I have been doing a lot of work using virtual machines (the simulates-a-computer kind not the Java kind). Since all of the virtual systems are NATed or have no networking and because I'm mostly doing driver development I am generally logged in as root and not using a password. Obviously, this has usage and security implications. For one thing, I can't assume that there is any kind of safety protection. If I screw up then the machine is screwed up. This applies to the security as well. If I do something stupid like download random software or go to arbitrary web sites then I could easily screw up the virtual machine.

So far I haven't managed to corrupt, infect or otherwise damage any of my virtual machines. I've found it kind of interesting how the direct knowledge that I have no "safety net" when operating these machines has impacted my thinking and choices. I've found I am a lot more thoughtful and cautious about the actions I take. I spend more time considering implications before hitting return.

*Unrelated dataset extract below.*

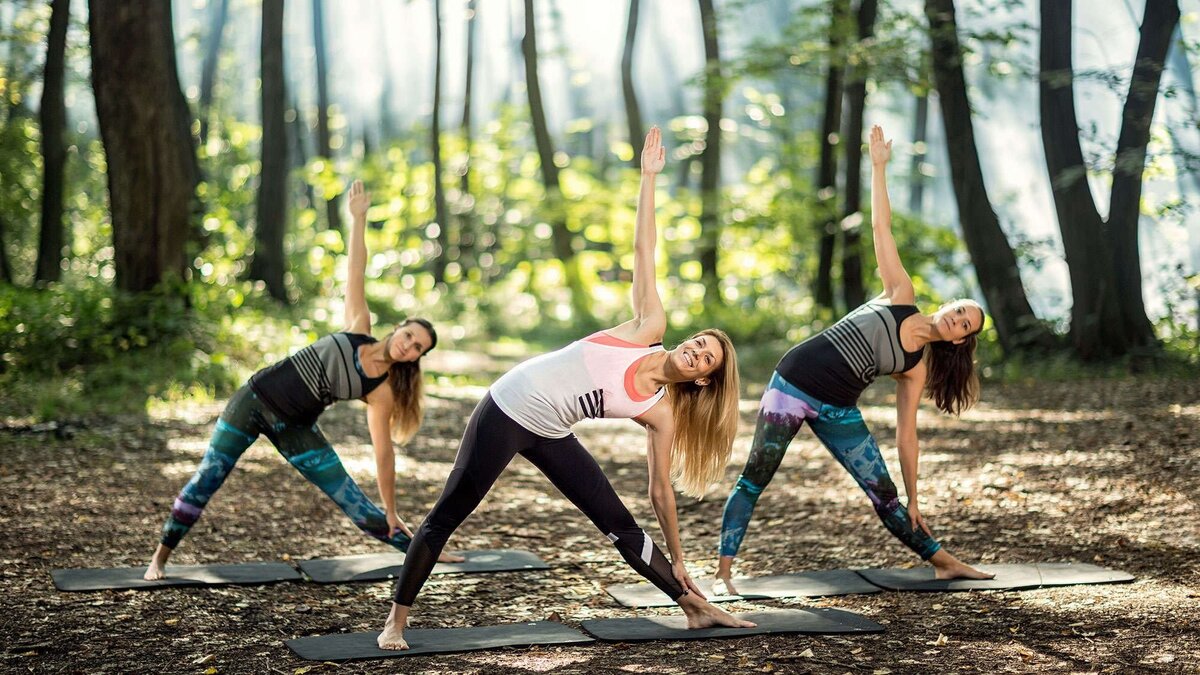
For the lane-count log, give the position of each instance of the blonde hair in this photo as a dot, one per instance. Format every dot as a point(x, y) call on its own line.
point(706, 420)
point(408, 390)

I'm coming to think that perhaps working in this way is possibly a good thing. Having to be certain before committing to actions has actually saved me time. I've made fewer repairable mistakes and frequently changed my mind as to how to correctly proceed rather than just barging ahead.

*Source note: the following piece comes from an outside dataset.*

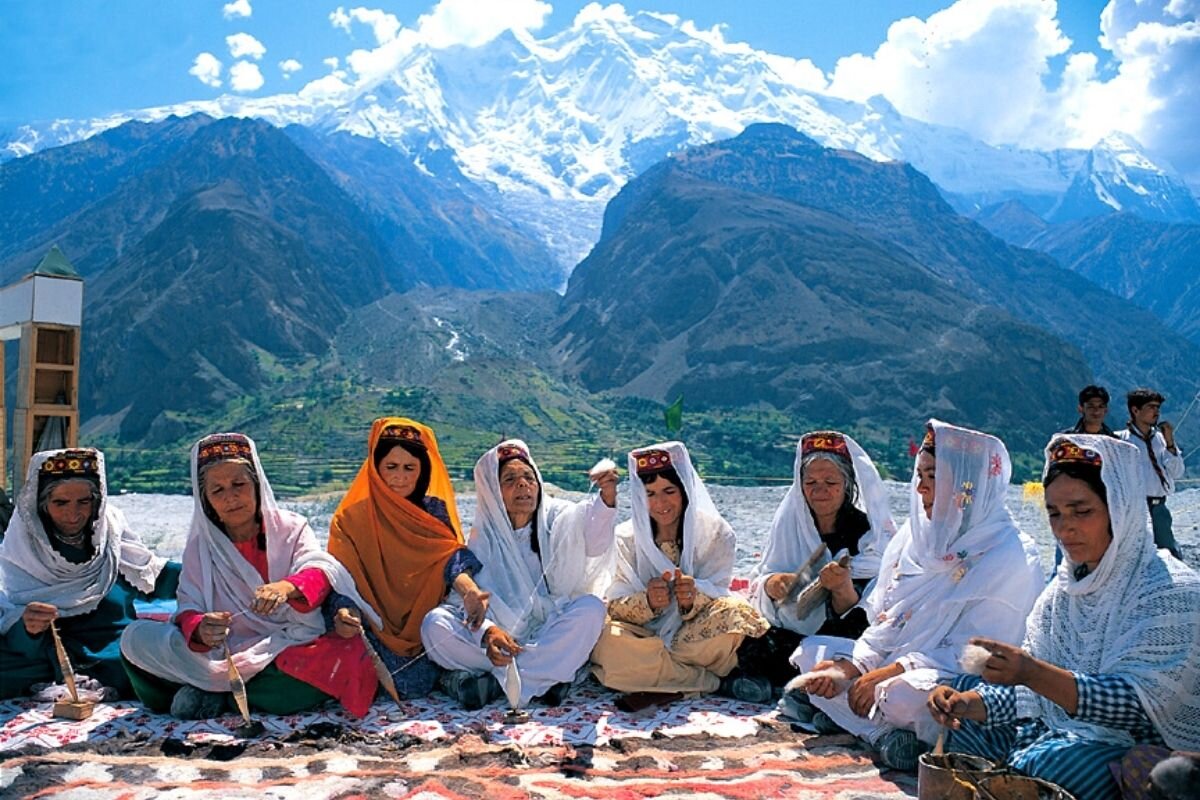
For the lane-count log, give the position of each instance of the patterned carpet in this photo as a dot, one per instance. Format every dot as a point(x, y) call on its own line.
point(427, 750)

The moral of the story is (as usual) make good backups, play safe and be brave.

Thursday Jan 10, 2008

Wi-Fi Wide Open

I really enjoyed Bruce Schneier's most recent Wired Security Matters column, "Steal This Wi-Fi". I've always run my wi-fi completely open and unencrypted. I like running it that way though I've been repeatedly warned by nearly everyone I mention it to that an open network will {cause my computers to be hacked | help the terrorists | promote child pornography | make the RIAA sue me | hasten the end-times }. The ISPs and certain vendors of horribly insecure operating systems have done a great job of instilling a paranoid mindset regarding Wi-Fi in most people's minds. The question I've always asked people is "Why is it important to different security policy for your wired and wireless networks?" Unfortunately this isn't generally a question people have thought a lot about. For what ever reasons they have decided that their wireless networks should be securely locked down and I've never heard any great insights as to why.

From now on I'm just going to point people at Bruce's article. I'm not sure that the article is by itself sufficient to convince people that since their network security can't rely exclusively on WPA, they should, in fact, do their security planning assuming that WPA doesn't work, that they might as well run with wireless security disabled.